• Info Terkini

    Saturday, April 6, 2013

    Ulasan Puisi “Musim Semi” Karya Vivid Habib (FAMili Sidoarjo)

    Puisi “Musim Semi” karya Vivid Habib ini bercerita tentang kidung kepedihan saat seseorang kehilangan sekaligus merindukan kekasihnya. Hatinya sampai berteriak memanggil-manggil nama sang Kekasih, diiringi lelehan air mata, di dalam dekapan malam nan kelam.

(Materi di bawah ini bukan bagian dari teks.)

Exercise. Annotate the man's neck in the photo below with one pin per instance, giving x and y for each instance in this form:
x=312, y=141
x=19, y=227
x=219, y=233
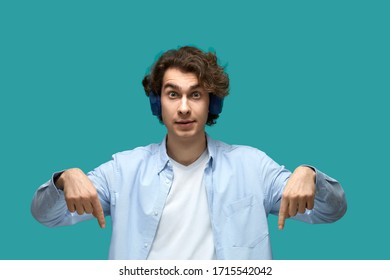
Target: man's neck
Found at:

    Hal ini tampak jelas pada bait-bait berikut:

    Tak jarang, hatiku berteriak memanggil namamu
    Dan tanpa kau sadari, air matakupun meleleh
    Mengikuti jumlah namamu yang dapat ku panggil
    Beserta nyanyian angin di malam yang sunyi


    Betapa merindunya sang Penulis kepada kekasihnya, hingga berharap dapat mendekap, menyatu, seolah tak kan terpisahkan. Ia merasakan bahwa cahaya cinta di antara mereka berdua telah meredup, bahkan kini telah berganti kegelapan. Kegelapan itu mendera, mencederai, hingga melukai hatinya. Simaklah untaian kata berikut ini:

    Mendekap dirimu kasih, di berbagai situasi
    Tahukah kamu akan kegelapan cintaku
    Yang mulai mendera, perlahan-lahan
    Mencederai, melukai hatiku


    Sang Penulis merasa bahwa kekasihnya tidak menyadari bahwa dirinya bisa rapuh tanpa kehadiran sang Kekasih. Ia merasakan bahwa dulu ia pernah berjanji tetap tegar, meskipun ditinggalkan sang Kekasih, meskipun ternyata kehilangan kekasih tetaplah terasa perih. Ini terlihat jelas dari kata-kata berikut ini:

    Yang tanpa kau sadari
    Dirikupun juga bisa rapuh tanpamu
    Padahal, dulu aku berjanji menjadi lelaki tegar
    Tanpa dirimu yang meninggalkanku secepat itu


    Sang Penulis terkenang saat musim semi saat kekasihnya kembali. Ia tampak berupaya mengumpulkan serpihan kenangan di bulan dan hari saat kekasihnya jatuh hati. Simaklah rangkaian kalimat berikut ini:

    Pada musim semi saat kau kembali
    Di bulan dan hari saat kau jatuh hati


    Puisi ini, dari segi pemilihan diksi masih biasa saja, sederhana. Walau begitu pesan-pesan yang disampaikannya cukup ditangkap pembaca. Dengan terus berlatih merangkai kata dan makna, maka tidaklah mustahil penulis dapat menjadi sastrawan kebanggaan bangsa Indonesia, bahkan dunia, di suatu hari nanti. Semoga!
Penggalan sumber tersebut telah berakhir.